# Checking wich is the best preprocessing methdos combo 
### Binary and Ternary Datasets

## Importing Packages

In [None]:
# Importing packages

import pandas as pd
import numpy as np

from pprint import pprint

from imblearn.under_sampling import RandomUnderSampler
from imblearn.over_sampling import SMOTE
from imblearn.combine import SMOTEENN
from collections import Counter

from sklearn.feature_selection import SelectKBest, chi2
from sklearn.preprocessing import StandardScaler, MinMaxScaler
from sklearn.model_selection import train_test_split
from sklearn.metrics import classification_report, confusion_matrix, precision_recall_fscore_support
from sklearn.model_selection import train_test_split
from sklearn.decomposition import PCA

import tensorflow as tf
from tensorflow.keras.models import Sequential
from tensorflow.keras.layers import Dense
from tensorflow.keras.optimizers import Adam

## Loading datasets

In [None]:
# loading dataset and handle a subset of it
path_2 = "datasets/diabetes_binary_health_indicators_BRFSS2015.csv"
path_3 = "datasets/diabetes_012_health_indicators_BRFSS2015.csv"

df = pd.read_csv(path_2)
df_t = pd.read_csv(path_3)

## Performing the preprocessing methods combination

### Binary Dataset

In [None]:
# Removing duplicates

df.drop_duplicates(inplace = True)
print(f"Remaining duplicates: {df.duplicated().sum()}.")

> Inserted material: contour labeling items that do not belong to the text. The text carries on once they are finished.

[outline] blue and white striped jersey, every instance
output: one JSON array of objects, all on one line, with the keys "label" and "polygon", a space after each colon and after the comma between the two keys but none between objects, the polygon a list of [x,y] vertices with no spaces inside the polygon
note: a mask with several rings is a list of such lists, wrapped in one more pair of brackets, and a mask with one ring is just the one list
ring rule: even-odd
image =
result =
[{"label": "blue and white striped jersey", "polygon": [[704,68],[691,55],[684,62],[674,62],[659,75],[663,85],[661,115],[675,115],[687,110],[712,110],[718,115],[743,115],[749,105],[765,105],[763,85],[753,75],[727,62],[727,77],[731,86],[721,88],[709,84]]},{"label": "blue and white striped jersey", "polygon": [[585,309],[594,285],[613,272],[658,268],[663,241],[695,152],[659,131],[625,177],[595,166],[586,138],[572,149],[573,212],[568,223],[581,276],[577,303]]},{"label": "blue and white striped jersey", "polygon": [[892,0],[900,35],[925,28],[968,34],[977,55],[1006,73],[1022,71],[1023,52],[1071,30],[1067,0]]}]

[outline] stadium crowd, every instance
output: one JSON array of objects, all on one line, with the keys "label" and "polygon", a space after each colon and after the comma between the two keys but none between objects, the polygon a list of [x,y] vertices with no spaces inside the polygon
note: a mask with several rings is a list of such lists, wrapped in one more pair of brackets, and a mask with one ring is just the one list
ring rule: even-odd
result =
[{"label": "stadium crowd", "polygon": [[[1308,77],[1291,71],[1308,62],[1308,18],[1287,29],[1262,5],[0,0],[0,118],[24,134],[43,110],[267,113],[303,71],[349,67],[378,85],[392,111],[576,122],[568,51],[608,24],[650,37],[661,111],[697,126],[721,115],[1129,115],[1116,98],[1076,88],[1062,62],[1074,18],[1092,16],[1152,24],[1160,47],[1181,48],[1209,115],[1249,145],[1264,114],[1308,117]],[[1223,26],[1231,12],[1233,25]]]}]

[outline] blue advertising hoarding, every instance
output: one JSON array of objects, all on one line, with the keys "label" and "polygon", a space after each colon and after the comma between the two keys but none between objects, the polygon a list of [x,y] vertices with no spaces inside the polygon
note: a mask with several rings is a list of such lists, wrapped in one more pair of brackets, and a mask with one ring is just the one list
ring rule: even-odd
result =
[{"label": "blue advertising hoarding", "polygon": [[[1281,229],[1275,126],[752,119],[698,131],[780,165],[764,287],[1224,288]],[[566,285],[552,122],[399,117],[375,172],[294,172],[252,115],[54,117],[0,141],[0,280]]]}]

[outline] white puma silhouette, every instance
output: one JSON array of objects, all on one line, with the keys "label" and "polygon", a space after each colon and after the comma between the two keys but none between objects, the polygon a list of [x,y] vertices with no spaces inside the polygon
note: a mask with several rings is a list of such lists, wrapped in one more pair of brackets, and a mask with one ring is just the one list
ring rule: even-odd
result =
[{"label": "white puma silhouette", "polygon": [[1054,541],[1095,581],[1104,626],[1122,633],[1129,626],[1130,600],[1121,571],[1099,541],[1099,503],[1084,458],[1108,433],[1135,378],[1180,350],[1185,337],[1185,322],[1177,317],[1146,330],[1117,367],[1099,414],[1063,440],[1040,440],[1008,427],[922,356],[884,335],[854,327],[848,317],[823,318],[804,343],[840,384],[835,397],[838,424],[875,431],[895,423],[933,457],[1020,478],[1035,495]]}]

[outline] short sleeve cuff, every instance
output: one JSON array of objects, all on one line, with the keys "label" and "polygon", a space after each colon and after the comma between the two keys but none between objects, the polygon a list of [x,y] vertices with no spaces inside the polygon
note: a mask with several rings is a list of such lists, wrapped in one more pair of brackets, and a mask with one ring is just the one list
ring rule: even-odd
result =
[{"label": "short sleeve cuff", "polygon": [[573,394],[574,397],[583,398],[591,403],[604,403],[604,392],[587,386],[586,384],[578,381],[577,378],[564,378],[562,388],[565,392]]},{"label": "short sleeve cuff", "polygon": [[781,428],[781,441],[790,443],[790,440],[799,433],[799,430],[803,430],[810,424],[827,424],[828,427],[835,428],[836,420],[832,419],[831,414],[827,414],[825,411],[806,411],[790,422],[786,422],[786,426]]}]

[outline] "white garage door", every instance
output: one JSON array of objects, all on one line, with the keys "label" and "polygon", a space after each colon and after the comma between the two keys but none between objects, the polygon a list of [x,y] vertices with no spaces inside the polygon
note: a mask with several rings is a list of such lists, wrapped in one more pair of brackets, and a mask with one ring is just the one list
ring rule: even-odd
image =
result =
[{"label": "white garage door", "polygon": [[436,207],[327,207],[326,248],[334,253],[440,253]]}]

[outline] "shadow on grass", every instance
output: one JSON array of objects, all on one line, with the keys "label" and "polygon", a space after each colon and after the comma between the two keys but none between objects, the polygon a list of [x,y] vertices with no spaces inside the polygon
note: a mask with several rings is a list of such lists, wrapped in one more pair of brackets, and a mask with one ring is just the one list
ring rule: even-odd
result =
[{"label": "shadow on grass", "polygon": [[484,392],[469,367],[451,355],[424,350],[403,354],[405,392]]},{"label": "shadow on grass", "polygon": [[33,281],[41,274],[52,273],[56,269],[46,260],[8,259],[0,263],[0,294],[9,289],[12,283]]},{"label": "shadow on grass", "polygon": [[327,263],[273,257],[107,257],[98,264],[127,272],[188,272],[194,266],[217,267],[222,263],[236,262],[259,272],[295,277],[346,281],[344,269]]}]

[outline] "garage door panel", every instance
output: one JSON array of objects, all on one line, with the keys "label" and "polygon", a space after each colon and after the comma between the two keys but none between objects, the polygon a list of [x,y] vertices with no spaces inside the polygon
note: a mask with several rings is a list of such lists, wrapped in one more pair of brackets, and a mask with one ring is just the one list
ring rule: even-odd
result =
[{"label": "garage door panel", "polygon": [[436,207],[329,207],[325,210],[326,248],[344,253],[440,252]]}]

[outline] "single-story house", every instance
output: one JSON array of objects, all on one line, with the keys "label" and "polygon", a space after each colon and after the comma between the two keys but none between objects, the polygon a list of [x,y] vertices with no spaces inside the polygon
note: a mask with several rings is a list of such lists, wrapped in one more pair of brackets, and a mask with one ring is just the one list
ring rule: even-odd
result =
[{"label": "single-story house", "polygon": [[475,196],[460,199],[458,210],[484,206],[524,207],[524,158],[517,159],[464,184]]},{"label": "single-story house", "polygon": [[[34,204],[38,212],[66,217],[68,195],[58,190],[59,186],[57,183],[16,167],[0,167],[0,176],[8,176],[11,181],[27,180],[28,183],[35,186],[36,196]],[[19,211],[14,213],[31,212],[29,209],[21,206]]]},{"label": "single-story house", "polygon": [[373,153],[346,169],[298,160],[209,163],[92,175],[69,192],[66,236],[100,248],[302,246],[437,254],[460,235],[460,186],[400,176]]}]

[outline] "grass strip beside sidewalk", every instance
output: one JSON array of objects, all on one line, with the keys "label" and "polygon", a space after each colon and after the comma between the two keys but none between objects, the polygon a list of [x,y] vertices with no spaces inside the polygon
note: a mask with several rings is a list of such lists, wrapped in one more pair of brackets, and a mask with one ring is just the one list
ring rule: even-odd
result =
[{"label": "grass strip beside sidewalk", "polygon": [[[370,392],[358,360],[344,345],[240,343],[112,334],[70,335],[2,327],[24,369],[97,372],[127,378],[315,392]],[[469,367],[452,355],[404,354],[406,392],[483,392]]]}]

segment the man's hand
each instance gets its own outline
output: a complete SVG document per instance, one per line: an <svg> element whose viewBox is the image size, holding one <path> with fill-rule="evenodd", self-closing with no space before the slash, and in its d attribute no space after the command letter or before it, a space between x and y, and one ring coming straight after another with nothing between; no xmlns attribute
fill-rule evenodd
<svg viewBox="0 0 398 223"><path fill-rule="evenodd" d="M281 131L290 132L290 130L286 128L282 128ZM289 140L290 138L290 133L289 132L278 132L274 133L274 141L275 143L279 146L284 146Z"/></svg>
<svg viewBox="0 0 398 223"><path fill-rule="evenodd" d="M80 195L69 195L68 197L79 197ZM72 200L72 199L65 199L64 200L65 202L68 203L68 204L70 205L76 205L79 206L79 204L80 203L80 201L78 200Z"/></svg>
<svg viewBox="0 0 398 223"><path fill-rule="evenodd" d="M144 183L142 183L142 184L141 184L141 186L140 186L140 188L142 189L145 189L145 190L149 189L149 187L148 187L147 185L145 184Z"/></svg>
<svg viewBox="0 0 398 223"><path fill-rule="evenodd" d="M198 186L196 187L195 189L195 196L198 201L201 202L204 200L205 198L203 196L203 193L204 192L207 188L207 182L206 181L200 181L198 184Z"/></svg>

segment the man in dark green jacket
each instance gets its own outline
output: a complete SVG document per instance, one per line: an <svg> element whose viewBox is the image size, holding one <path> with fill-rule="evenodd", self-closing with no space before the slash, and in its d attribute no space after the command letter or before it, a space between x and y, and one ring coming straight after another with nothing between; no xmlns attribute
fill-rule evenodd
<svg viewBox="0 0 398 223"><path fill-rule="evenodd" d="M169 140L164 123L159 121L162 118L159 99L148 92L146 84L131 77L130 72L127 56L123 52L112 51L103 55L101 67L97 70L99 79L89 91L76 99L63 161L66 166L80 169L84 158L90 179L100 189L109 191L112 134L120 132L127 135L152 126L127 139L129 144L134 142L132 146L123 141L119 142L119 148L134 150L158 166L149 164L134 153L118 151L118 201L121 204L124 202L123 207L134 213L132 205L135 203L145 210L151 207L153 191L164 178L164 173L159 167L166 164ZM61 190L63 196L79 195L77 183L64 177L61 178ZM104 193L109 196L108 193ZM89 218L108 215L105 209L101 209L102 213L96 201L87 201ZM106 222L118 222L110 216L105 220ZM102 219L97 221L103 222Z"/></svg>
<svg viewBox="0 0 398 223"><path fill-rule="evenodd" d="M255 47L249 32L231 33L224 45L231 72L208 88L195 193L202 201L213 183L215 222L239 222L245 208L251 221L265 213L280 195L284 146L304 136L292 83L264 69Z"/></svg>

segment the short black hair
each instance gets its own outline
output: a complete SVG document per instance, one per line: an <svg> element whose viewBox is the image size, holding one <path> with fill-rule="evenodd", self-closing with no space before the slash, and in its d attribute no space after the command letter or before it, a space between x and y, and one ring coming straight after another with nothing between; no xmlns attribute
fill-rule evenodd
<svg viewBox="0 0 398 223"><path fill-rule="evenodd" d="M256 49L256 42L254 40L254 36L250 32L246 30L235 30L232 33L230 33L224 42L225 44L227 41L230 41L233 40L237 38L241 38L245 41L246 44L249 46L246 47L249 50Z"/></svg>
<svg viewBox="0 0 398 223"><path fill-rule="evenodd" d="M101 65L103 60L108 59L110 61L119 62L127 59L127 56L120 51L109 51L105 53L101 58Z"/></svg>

# Droping columns that are not relevant for the model

columns = ["PhysHlth","Veggies","NoDocbcCost"]

# [WITHOUT FEATURE SELECTION if columns is commented]

df = df.drop(columns=columns)

# PREPARING THE DATA BEFORE AND AFTER THE DATA SPLITTING

# Checking the class distribution before balancing
print("Before balancing:", Counter(df['Diabetes_binary']))

X = df.drop(columns=['Diabetes_binary'])
y = df['Diabetes_binary']

f1s_svm, precisions_svm, recalls_svm = [], [], []
f1s_rf, precisions_rf, recalls_rf = [], [], []
f1s_nn, precisions_nn, recalls_nn = [], [], []

n_runs = 10
for run in range(n_runs):

    # Spltting the data

    X_train, X_test, y_train, y_test = train_test_split(X, y, test_size=0.2, random_state=run)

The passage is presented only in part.